This article is written by Levi Gates, Director of Liquid Elements North America!
Why another polisher brand … and why now?
I’ve been around detailing long enough to know that the U.S. doesn’t exactly sit around waiting for new brands to show up.
Detailers here are loyal. They’ve built businesses around tools that put food on their table. And honestly, they should be skeptical. I’ve watched brands come in with big promises, loud marketing, and disappear just as fast when real work started.
So when the conversation about bringing Liquid Elements to North America first came up, my reaction wasn’t excitement.
It was hesitation.
Because the last thing this industry needs is another logo on a box.
What changed my mind wasn’t a spec sheet or a sales pitch. It was people.
Years ago, as I started spending more time in Europe teaching, attending shows, and working alongside different brands, I kept hearing the same name come up from detailers who genuinely cared about the craft. Liquid Elements wasn’t trying to dominate the room with hype. They were building tools and products that felt intentional, developed through real-world use instead of marketing trends.
Liquid Elements has been around since the early 2000s, long before most American detailers had heard the name. The brand grew out of a passion for car care in Germany, starting small and evolving alongside a community that valued education and hands-on experience. They didn’t rush into global expansion. They focused on refining what they made, building relationships across Europe, and developing a product line that reflected how detailers actually work. That long-game mindset is something I’ve always respected.
Another piece of the story is Sebastian.
Sebastian Schäfer isn’t just a CEO sitting behind a desk. He’s deeply involved in the direction of the brand, from product development to community building. The first time we really talked about the future of detailing, it wasn’t about sales numbers or market share. It was about education, about supporting detailers at every level, and about building something that could last longer than a single product cycle.
Those conversations felt familiar to me. They reminded me of why I fell in love with this industry in the first place.
The longer you do this job, the more you realize detailing isn’t about chasing the newest machine. It’s about finding tools that help you stay consistent when you’re ten hours into a correction and your shoulders are telling you it’s time to quit.
One of the things that stood out to me early on was how strongly Liquid Elements believes in creating their own products. They don’t chase trends by rebadging someone else’s work or jumping on whatever is popular that year. Designing, developing, and standing behind what they build has always been part of their identity. That level of ownership shows up in the feel of the machines and in the confidence the team has when they put something into the market.
When Sebastian and I started talking seriously about bringing the brand to the States, the conversation wasn’t about importing a container of polishers and hoping for the best. It was about building something real. Something that felt familiar to the way I’ve always approached this industry, through relationships first and products second.

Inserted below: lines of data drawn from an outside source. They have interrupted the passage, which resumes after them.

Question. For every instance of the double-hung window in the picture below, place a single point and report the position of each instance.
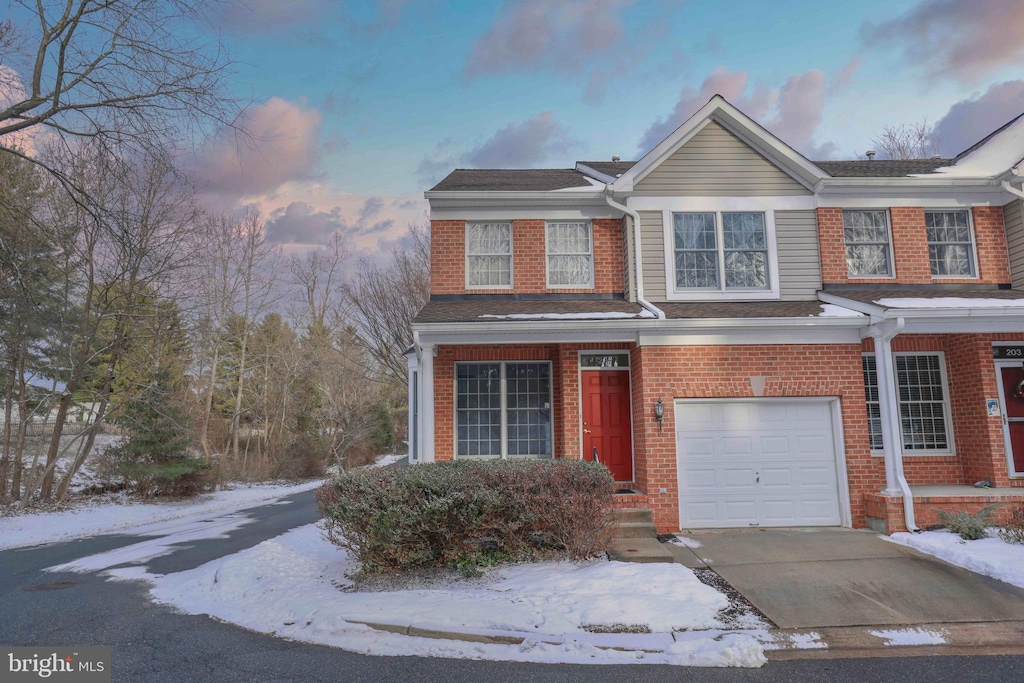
(570, 255)
(868, 245)
(720, 252)
(488, 255)
(922, 401)
(950, 244)
(503, 410)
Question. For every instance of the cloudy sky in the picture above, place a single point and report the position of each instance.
(360, 105)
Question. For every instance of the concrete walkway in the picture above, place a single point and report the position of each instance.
(837, 578)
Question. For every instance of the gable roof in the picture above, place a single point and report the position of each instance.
(882, 168)
(741, 126)
(525, 179)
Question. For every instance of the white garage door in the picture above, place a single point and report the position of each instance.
(757, 463)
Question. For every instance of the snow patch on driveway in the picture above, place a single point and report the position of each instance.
(914, 636)
(990, 556)
(34, 529)
(296, 586)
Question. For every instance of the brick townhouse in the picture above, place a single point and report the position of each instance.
(742, 336)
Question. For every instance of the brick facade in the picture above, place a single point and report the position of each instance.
(910, 248)
(790, 370)
(448, 258)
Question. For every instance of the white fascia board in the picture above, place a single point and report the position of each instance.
(738, 124)
(595, 174)
(859, 306)
(594, 191)
(623, 330)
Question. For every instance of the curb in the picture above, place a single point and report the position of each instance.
(779, 644)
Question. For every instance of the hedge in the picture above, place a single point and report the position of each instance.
(467, 513)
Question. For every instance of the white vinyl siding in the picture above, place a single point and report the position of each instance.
(1013, 215)
(950, 244)
(570, 255)
(868, 244)
(923, 398)
(716, 163)
(488, 255)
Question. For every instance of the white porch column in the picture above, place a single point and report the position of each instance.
(892, 442)
(426, 381)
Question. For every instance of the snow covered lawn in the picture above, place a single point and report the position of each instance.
(111, 517)
(989, 556)
(296, 586)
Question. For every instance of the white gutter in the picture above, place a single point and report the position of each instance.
(638, 263)
(891, 441)
(1013, 190)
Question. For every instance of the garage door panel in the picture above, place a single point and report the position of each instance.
(757, 463)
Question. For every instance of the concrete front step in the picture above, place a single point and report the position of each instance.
(636, 530)
(639, 550)
(634, 515)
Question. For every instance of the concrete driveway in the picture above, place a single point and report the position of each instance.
(838, 577)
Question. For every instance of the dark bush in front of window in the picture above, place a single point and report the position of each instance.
(469, 513)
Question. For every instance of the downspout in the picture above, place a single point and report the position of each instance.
(890, 429)
(636, 252)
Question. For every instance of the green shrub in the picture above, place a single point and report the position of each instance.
(466, 514)
(968, 526)
(1013, 529)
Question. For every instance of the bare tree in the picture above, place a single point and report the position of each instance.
(134, 76)
(384, 299)
(913, 140)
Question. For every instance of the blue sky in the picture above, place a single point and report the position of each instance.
(359, 107)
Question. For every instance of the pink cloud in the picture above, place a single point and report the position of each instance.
(970, 120)
(283, 145)
(961, 39)
(795, 109)
(560, 35)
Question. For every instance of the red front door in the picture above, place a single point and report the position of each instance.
(607, 431)
(1014, 409)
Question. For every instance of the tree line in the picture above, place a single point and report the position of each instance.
(186, 333)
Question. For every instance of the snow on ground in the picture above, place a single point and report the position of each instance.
(105, 517)
(990, 556)
(607, 315)
(296, 586)
(912, 636)
(949, 302)
(685, 542)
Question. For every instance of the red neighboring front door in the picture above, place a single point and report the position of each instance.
(1014, 409)
(606, 426)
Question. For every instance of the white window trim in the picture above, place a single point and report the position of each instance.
(503, 396)
(892, 252)
(974, 245)
(946, 410)
(511, 255)
(674, 294)
(547, 254)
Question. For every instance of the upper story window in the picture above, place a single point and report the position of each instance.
(570, 255)
(488, 255)
(868, 244)
(725, 252)
(950, 244)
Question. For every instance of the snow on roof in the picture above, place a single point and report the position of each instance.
(1003, 151)
(832, 310)
(606, 315)
(950, 302)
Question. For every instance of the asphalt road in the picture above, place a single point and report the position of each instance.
(155, 643)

That’s how LENA Inc. was born.
And trust me, bringing a European brand into the U.S. isn’t as simple as flipping a switch. Distribution, support, training, logistics … every piece has to be built brick by brick. We’ve spent more time shaking hands, answering questions, and letting people try the machines than we have talking about marketing.
Because here’s the truth: American detailers don’t need another brand telling them what’s “best.” They need tools that earn their place on the cart.
What makes Liquid Elements different isn’t some secret technology or a magic spec number. It’s the feeling you get when you run a machine all day and realize your hands aren’t numb and your shoulders aren’t wrecked. The focus on ergonomics and balance isn’t just marketing language. It shows up in how the machines behave during real work, especially when you’re chasing consistency across panel after panel.
And that’s also why education is such a big part of what we’re building here in North America.
My goal has never been to just ship machines into the market and hope people figure them out on their own. We want to host hands-on training classes, partner with shops and distributors, and create opportunities where detailers can actually pick up the tools, feel the balance, and test them in real situations. Whether it’s local events, trade shows, or small community meetups, the vision is simple: let people experience the machines instead of just reading about them online.
Because once a detailer feels a tool in their hands, everything changes.
Launching Liquid Elements in North America isn’t about replacing anything that’s already here. It’s about adding another option for professionals who care about the process, who want machines that support their workflow instead of fighting it.
Right now, we’re building slowly and intentionally. Meeting distributors face to face. Teaching when we can. Listening more than we talk. Because trust in this industry isn’t built overnight. It’s built through conversations, through shared work, through showing up when people need help.
What excites me most isn’t just seeing Liquid Elements machines in shops across the country. It’s seeing a new wave of detailers realize that tools can be part of a bigger story. Education. Community. Growth.
That’s always been the goal for me.
And if we do this right, Liquid Elements won’t just be another brand entering the U.S. market. It’ll become part of the journey for the next generation of detailers learning what this craft is really about.